Chapter 22 - Setting assumptions Flashcards
Besides setting assumptions for pricing.
What other exercises may we construct basis for? (4)
- Published results
- Supervisory reserves
- Internal management accounts
- Embedded values
Valuing liabilities: overview
Broadly speaking, how do we value the liabilities of a life insurer? (4)
Broadly speaking, determined as PV of
Future benefit outgo
plus claims expenses (including commission)
plus taxes (if appropriate)
less future premiums
Reserving basis vs pricing basis: uncertainty in assumptions
What’s a key difference between setting assumptions for pricing vs reserving in terms of information available? (1)
Key difference is that in force policies can provide important information for setting reserving assumptions (compared to pricing assumptions)
Reserving basis vs pricing basis: using pricing assumptions for supervisory purposes
What is impact on With-profit products of using pricing assumptions prudent enough to also be used for reserving? (1)
For WP products, surplus will emerge from actual experience being better than that assumed in prudent assumptions ie. even if margins are high, surpluses from experience can be given back to PHs through bonuses
Reserving basis vs pricing basis: using pricing assumptions for supervisory purposes
Why would prudent pricing basis strong enough for supervisory purposes be problematic for without profits business? (1)
Less appropriate for without-profits products as overly high margins => uncompetitive, hence usually small margins are used, meaning pricing basis cannot be used for supervisory solvency
Valuing liabilities: Embedded value, key considerations
Define embedded value (4)
- Embededed value is defined as sum of:
+shareholder-owned share of net assets
+present value of future shareholder profits from existing business, including release of shareholder assets - EV essentially recognises
value of assets in excess of reserves - and value to shareholders of future margin releases from reserves
Embedded Value: Calculation PV of future shareholder profits
List components that make up the present value of future shareholder profits from existing contracts, for the following types of business:
conventional without-profits (3)
unit-linked (2)
with-profits (1)
Conventional without-profits business
- present value of future premiums plus +investment income, less
+claims and expenses, plus
+release of supervisory reserves
Unit-linked business
- present value of future charges
+less expenses and benefits in excess of unit fund, plus
+investment income earned on, and release of, any supervisory non-unit reserves and required solvency capital
With-profits business
- present value of future shareholder transfers, for example, as generated by bonus declarations
Define appraisal value (2)
Appraisal value is sum of:
- embedded value (shareholder share of net assets + PV future profits from existing business)

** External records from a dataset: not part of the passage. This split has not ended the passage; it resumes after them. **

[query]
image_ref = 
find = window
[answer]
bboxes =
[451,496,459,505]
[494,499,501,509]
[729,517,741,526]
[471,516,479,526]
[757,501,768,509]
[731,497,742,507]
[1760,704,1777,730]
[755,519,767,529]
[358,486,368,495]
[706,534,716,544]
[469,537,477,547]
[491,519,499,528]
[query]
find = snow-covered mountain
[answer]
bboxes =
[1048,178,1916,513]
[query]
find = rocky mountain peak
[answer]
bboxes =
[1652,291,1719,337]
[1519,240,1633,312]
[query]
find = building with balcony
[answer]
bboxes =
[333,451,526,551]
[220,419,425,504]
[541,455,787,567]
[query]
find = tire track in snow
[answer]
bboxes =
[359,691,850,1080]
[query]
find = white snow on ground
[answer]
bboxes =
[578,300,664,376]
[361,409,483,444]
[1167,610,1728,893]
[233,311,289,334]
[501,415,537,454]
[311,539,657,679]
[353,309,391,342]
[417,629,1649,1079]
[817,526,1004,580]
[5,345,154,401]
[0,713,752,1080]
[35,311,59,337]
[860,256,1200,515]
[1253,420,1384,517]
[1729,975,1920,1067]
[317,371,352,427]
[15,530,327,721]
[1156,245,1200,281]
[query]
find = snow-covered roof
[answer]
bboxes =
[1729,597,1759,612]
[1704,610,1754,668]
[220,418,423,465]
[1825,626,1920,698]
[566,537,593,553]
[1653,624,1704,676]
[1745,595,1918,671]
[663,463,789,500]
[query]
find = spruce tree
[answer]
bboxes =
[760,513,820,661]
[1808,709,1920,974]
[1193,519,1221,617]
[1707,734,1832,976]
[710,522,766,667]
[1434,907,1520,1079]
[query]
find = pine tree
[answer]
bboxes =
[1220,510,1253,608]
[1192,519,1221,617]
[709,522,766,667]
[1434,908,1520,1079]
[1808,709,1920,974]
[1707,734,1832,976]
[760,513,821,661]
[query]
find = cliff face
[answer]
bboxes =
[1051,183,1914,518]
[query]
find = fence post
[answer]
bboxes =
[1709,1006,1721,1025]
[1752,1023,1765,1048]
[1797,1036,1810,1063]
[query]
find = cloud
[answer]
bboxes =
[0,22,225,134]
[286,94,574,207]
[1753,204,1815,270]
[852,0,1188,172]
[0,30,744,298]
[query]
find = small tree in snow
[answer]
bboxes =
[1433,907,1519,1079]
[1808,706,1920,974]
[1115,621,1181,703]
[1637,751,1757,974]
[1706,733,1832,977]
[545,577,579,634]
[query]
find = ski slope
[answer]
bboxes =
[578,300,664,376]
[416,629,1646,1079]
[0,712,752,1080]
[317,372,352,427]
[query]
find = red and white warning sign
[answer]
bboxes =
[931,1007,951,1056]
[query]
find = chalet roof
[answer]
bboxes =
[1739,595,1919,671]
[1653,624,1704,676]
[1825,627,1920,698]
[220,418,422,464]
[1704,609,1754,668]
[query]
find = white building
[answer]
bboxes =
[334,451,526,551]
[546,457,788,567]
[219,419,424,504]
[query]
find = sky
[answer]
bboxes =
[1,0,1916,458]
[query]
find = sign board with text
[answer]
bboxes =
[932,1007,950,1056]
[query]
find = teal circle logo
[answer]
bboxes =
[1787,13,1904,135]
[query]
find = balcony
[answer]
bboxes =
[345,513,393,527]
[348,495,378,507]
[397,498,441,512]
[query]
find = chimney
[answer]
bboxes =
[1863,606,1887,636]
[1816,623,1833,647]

- goodwill, which represents an estimate of the present value of future shareholder profits from future new business
Embedded Value: Assumptions
What 2 different kinds of basis do we need for EV calculations? (2)
We need 2 bases for EV calculations
- Reserving basis: This is used to determine the technical reserves used.
- Projection basis: This is used to project the emergence of cashflow due to differences from the reserving basis.